Przypomniał sobie spokój, jaki czuł, stojąc przed żołnierzem. Czymże w końcu jest śmierć? Tylko chwilą i niczym więcej. Nawet jeśli wiązała się z bólem, to ból minąłby szybko, a on spocząłby na łonie Pana.
Położył się na ziemi i długo patrzył w niebo. Tak jak lewita, usiłował założyć się z samym sobą. Nie tyle o istnienie Boga – co do tego nie miał wątpliwości – ile o sens własnego życia.
Patrzył na góry, na ziemię, którą – jak mu objawił anioł Pana – już wkrótce nękać będzie długotrwała susza, a która jeszcze zachowała świeżość wielu lat obfitych deszczy. Patrzył na potok Kerit, którego wody już wkrótce się wyczerpią. Pożegnał się ze światem żarliwie i z szacunkiem. Poprosił Pana, by przyjął go, gdy nadejdzie jego godzina.
Zapytał siebie o sens swego istnienia, ale nie umiał sobie odpowiedzieć. Zastanowił się, dokąd ma iść i stwierdził, że jest osaczony. Jutro wróci i podda się, choć strach przed śmiercią powrócił. Postanowił cieszyć się tym, że zostało mu jeszcze kilka godzin życia. Na próżno. Tak właśnie odkrył, że człowiek rzadko wie, co ma robić.

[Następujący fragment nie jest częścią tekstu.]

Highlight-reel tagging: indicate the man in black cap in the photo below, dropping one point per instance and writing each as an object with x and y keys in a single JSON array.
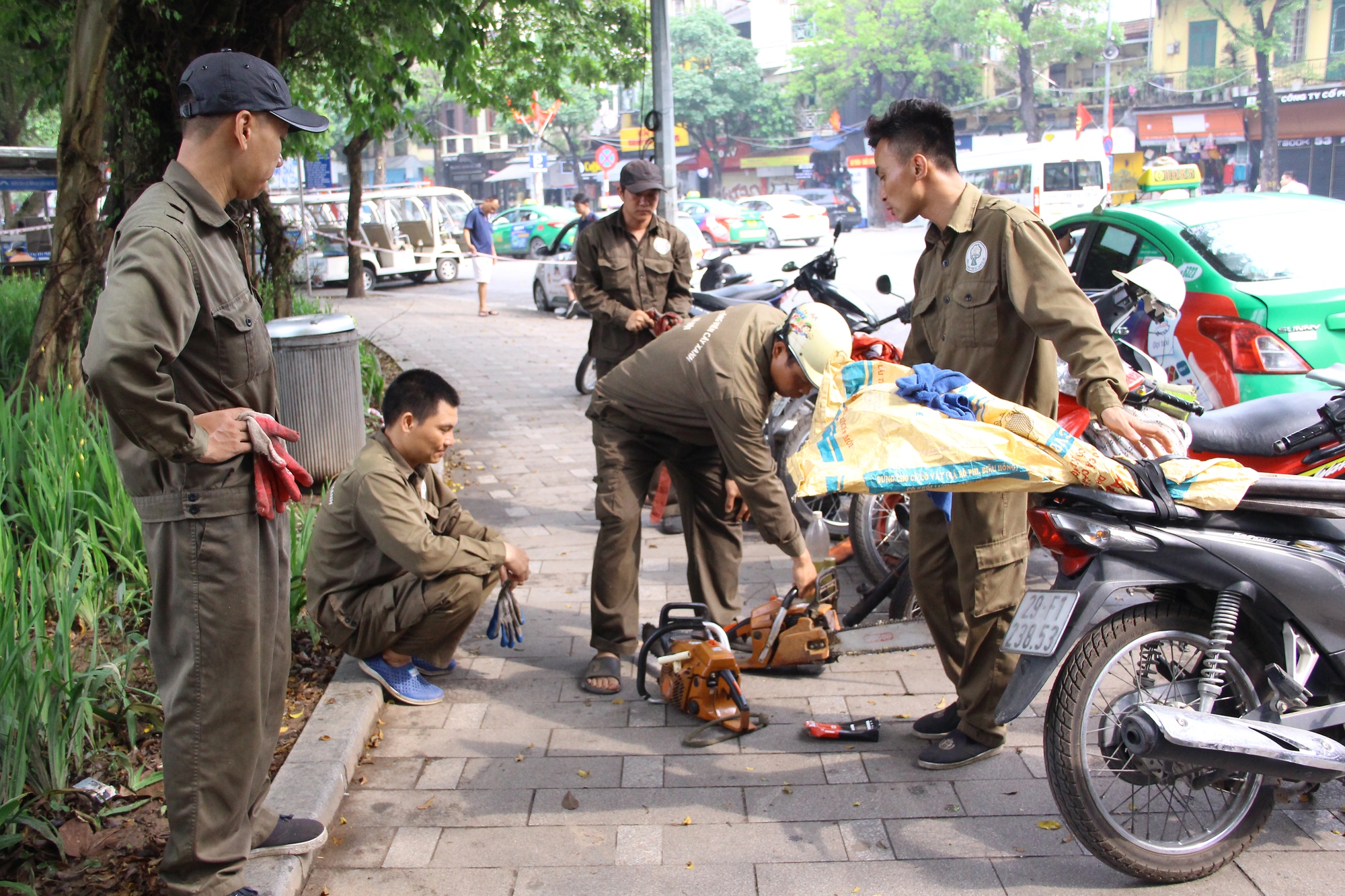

Gdy się zbudził następnego dnia znów popatrzył na Kerit.
Jutro lub za rok zostanie po nim jedynie piaszczyste koryto i wygładzone kamienie. Starzy mieszkańcy wciąż będą nazywać to miejsce Kerit i wskazując drogę wędrowcom prawdopodobnie będą mówili: “takie a takie osiedle znajduje się na brzegu rzeki, która tu blisko płynie". Podróżni, widząc obtoczone kamienie i drobny piasek, pomyślą sobie: “tu płynęła kiedyś rzeka". Ale gaszącej pragnienie wody w potoku już nie będzie.
Jak strumienie i rośliny, dusze także potrzebują deszczu, ale deszczu innego rodzaju: nadziei, wiary, sensu istnienia. Gdy tego brak, wszystko w duszy umiera, choć ciało nadal funkcjonuje. Można wtedy powiedzieć: “W tym ciele żył kiedyś człowiek".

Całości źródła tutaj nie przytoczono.